By Lisa Kopochinski
GREENVILLE, S.C. — A recent groundbreaking ceremony was held where Senator Lindsey Graham dedicated the new federal courthouse in downtown Greenville to the late South Carolina Republican Governor Carroll Campbell.
Construction has begun on the new $105 million, 10-story building that will span 193,000 square feet. It will contain seven courtrooms and chambers for nine judges. Other court-related tenants include the U.S. Marshals Service, the U.S. Probation and Pretrial Services, the U.S. Attorney’s Office and a federal public defender’s office.
Brasfield & Gorrie LLC is the construction manager on the project, and HBRA Architects, Inc. is the lead design architect.
The new Carroll A. Campbell Jr. U.S. Courthouse will be on the same site of Campbell’s first business—the legendary Corner Pocket pool hall—at the corner of East North and North Spring streets. While in his 20s, Campbell bought the Corner Pocket pool hall on Coffee Street and ran a parking management business named Handy Park in a building nearby.
Greenville Mayor Knox White said that it was at the Corner Pocket where Campbell honed his political acumen and felt the pulse of the people he would come to represent.
“Thirty years later, you’d hear that story about the man he met at the Corner Pocket,” says White.

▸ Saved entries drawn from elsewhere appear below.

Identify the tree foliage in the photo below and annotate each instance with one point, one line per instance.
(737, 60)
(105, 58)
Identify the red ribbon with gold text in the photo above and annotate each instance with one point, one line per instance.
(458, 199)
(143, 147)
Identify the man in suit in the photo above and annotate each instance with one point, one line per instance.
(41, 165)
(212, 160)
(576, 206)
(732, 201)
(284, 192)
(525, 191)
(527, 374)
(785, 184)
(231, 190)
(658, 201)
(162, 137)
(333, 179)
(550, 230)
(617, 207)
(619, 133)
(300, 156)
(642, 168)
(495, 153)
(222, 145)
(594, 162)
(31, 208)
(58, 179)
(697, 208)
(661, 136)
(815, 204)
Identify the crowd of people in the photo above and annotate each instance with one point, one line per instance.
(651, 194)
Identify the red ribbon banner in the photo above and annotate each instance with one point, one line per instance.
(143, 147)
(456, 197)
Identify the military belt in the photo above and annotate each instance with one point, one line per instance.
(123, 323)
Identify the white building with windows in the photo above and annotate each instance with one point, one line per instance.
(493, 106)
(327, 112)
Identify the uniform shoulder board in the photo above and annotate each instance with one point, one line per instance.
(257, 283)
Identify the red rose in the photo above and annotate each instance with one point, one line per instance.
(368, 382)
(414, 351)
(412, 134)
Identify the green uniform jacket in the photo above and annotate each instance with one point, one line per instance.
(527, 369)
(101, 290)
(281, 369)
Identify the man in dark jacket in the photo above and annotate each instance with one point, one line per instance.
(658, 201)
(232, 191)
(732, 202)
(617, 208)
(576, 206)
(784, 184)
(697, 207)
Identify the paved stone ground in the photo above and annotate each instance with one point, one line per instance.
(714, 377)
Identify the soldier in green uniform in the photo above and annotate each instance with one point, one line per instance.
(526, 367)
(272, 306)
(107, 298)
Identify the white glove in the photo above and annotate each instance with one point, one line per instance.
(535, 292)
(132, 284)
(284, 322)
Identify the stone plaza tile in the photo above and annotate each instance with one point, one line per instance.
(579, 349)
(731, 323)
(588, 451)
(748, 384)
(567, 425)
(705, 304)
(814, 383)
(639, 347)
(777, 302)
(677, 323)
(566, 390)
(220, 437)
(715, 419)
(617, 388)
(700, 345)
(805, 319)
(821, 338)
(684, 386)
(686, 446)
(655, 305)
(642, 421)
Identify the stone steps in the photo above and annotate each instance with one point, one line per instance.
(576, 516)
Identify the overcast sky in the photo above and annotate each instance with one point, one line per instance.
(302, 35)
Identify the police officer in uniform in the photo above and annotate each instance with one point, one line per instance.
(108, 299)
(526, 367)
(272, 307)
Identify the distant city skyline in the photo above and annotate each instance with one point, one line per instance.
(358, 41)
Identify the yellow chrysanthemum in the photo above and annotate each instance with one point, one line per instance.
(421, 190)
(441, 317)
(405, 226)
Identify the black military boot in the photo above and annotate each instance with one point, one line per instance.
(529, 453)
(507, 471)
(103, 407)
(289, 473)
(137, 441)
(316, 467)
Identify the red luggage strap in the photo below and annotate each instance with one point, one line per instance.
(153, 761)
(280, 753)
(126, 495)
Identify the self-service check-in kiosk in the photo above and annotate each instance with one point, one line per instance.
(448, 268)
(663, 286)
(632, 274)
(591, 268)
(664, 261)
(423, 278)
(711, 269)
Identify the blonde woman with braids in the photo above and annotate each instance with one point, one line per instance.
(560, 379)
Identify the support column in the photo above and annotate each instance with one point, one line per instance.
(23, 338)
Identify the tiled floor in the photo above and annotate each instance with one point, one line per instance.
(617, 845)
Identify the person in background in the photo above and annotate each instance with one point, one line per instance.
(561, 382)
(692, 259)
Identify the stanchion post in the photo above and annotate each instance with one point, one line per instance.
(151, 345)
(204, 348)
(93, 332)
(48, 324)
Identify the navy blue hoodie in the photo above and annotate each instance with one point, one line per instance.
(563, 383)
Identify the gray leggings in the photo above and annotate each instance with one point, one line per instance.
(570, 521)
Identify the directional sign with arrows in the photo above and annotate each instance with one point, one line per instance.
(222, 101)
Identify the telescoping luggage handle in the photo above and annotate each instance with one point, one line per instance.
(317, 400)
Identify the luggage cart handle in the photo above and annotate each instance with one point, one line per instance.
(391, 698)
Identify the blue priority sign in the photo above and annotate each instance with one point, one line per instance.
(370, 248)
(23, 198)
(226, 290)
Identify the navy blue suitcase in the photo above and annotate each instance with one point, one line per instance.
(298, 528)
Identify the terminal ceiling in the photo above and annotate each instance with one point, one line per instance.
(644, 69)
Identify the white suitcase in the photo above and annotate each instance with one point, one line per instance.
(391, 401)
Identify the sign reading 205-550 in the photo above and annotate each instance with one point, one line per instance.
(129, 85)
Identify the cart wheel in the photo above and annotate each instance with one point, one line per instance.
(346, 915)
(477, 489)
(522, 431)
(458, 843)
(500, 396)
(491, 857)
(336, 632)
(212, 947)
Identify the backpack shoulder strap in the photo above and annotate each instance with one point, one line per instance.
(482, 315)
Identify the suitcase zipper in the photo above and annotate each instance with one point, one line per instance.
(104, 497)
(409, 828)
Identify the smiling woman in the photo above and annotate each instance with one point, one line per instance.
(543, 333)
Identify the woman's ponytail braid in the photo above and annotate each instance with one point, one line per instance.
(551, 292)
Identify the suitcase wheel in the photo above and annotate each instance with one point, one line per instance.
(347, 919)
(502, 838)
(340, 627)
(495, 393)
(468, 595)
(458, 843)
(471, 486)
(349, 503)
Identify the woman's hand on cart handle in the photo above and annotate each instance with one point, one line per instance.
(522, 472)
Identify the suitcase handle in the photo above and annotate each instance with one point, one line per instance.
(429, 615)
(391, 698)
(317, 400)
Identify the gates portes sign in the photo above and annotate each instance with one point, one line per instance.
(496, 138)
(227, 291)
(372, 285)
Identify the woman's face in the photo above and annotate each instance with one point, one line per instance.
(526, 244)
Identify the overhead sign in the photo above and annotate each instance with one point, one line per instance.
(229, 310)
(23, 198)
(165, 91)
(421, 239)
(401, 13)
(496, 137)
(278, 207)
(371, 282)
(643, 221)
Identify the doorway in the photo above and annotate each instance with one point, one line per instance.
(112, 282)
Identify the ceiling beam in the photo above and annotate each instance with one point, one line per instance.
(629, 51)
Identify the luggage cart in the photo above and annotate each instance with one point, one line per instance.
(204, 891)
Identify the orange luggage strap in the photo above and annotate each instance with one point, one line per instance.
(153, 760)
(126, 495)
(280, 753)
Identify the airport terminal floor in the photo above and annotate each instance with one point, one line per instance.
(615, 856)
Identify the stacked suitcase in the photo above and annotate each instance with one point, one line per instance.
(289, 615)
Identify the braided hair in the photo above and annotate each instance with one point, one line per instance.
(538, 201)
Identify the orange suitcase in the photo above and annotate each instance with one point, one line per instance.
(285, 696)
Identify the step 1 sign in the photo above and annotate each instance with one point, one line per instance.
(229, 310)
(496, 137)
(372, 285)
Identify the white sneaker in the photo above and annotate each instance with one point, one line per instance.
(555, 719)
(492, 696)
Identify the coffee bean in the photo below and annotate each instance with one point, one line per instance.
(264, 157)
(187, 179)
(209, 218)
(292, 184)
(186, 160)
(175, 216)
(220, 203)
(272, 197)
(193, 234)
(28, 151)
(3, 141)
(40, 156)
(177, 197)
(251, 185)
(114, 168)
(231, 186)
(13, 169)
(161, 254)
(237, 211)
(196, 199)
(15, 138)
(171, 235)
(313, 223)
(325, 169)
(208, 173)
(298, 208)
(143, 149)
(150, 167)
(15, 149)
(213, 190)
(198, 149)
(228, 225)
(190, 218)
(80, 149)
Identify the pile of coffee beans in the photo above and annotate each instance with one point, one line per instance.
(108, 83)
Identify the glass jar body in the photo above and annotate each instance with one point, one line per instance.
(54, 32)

Campbell passed away in December 2005 at the age of 65. He served two terms as the 112th Governor of South Carolina from 1987 to 1995, and previously served as a U.S. Congressman and state representative and senator. In the middle of his second term, he was instrumental in negotiating the deal to bring the BMW manufacturing plant to Greer, South Carolina.
Senator Graham says the new federal courthouse will represent the power of the rule of law and offer a dignified place “where people will come usually at a low point in their life. The building matters and the man that it was named after made a big difference.”
Efforts to fund the courthouse have been difficult. In 2015, the General Services Administration earmarked approximately $93 million for site preparation, design and construction in its $947 million courthouse investment plan. Another $11 million had been earmarked for the Greenville facility in 2004. Nine years later in 2013, the federal government paid approximately $4 million for a two-acre corner property that is bounded by East North Street, North Irvine Street, East Coffee Street, and North Spring Street.
The current C.F. Haynesworth Federal Building and U.S. Courthouse, built in 1937, is a block away on East Washington Street. It will house the Court of Appeals and Bankruptcy Court and other federal agencies.